Seven Manhattan Beach Employees of Color Sue South Bay City

LOS ANGELES (CNS) – A senior management analyst and six other current and former Manhattan Beach employees are suing the city, claiming a hostile work environment in which city officials and upper managers allegedly subject people of color to discrimination and retaliation.

The lead plaintiff in the Los Angeles Superior Court lawsuit is Erika King, a Latina. She and her fellow plaintiffs further contend that the public works and human resources directors as well as the city engineer punish those who report alleged government corruption or mismanagement.

“The city fostered a culture in which sexual harassment and retaliation for taking parental leave were not only tolerated, but normalized,” the suit states. “This allowed city officials … to engage in blatant government corruption, reckless mismanagement of city funds, and staggering incompetence, without consequence or oversight, even when their failures drained taxpayer dollars and flagrantly violated state and federal laws.”

A representative for the South Bay city did not immediately reply to a request for comment on the suit brought Wednesday.

King writes and manages contracts and budgets, administers grants and conducts financial and policy analyses.

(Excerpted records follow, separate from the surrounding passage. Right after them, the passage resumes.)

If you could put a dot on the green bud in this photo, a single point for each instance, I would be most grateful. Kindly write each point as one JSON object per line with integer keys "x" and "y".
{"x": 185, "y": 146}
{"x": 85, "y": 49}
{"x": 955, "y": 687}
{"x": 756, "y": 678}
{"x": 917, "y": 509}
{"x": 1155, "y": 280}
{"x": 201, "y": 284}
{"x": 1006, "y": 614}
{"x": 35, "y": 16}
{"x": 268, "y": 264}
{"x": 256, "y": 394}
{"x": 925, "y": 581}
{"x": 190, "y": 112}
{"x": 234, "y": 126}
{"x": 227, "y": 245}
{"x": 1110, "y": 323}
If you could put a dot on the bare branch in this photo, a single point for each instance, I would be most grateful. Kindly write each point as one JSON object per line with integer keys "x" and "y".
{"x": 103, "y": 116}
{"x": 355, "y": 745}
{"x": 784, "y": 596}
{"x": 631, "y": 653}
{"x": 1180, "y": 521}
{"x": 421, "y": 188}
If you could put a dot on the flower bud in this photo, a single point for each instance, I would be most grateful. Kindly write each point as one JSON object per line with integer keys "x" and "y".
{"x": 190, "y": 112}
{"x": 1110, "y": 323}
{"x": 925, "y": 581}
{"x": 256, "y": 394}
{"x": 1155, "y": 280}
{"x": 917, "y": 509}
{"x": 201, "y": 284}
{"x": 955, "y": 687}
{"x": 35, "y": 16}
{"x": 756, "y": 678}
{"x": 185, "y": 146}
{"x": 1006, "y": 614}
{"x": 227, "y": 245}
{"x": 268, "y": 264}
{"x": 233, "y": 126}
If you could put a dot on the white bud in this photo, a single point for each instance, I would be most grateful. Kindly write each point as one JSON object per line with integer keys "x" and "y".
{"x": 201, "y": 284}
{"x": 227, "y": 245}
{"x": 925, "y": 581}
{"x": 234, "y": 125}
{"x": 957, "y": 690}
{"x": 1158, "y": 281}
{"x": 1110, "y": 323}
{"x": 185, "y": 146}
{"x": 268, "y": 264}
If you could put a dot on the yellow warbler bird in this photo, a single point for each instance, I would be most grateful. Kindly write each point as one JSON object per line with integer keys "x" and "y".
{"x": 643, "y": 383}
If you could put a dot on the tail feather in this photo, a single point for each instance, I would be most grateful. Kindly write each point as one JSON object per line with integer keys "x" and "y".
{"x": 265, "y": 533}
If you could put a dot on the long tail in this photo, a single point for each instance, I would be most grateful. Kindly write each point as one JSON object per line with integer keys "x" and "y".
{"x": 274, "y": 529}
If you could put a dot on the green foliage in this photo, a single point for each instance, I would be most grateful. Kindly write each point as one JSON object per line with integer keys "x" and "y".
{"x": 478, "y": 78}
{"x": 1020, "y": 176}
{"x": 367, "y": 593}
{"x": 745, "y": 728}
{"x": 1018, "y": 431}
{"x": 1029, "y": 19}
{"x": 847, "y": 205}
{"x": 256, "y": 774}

She says the city engineer and public works director limit resources for women, people of color and older employees — King is over 40 — and set impossible project deadlines to set certain people up to fail.

When King protested the alleged disparate treatment, the public works director allegedly told her to “be a good soldier” and to “stay in your lane” while also dubbing her a “mama bear,” the suit states.

“Most alarmingly, (the public works director) pressured Ms. King to sign financial documents for the West Basin Water Association Board, a high- stakes responsibility explicitly reserved for the director or utilities manager,” the suit further alleges.

The public works director also “systematically diverted massive city resources to create a false narrative of competence for his favored employees” and in the past two years he channeled more than $700,000 to outside consultants to perform engineering work that the city engineer should have done, the suit further alleges.

When King reported some of her concerns to human resources and the city attorney, she received a “dismissive” response and a city investigator asked her, “Do you think he’s breaking the rules or just circumventing the rules to make business processes faster?” the suit further states.

In retaliation for speaking out, the public works director “orchestrated a punitive campaign against her,” transferring her to a different division, stripping her of crucial projects and removing her essential support staff, according to the suit.

The six other plaintiffs are Xiangrong Shi, Tikneshea Hicks, Ernest Area, Mike Grafton, Bobby Dobson and Joel Arellano.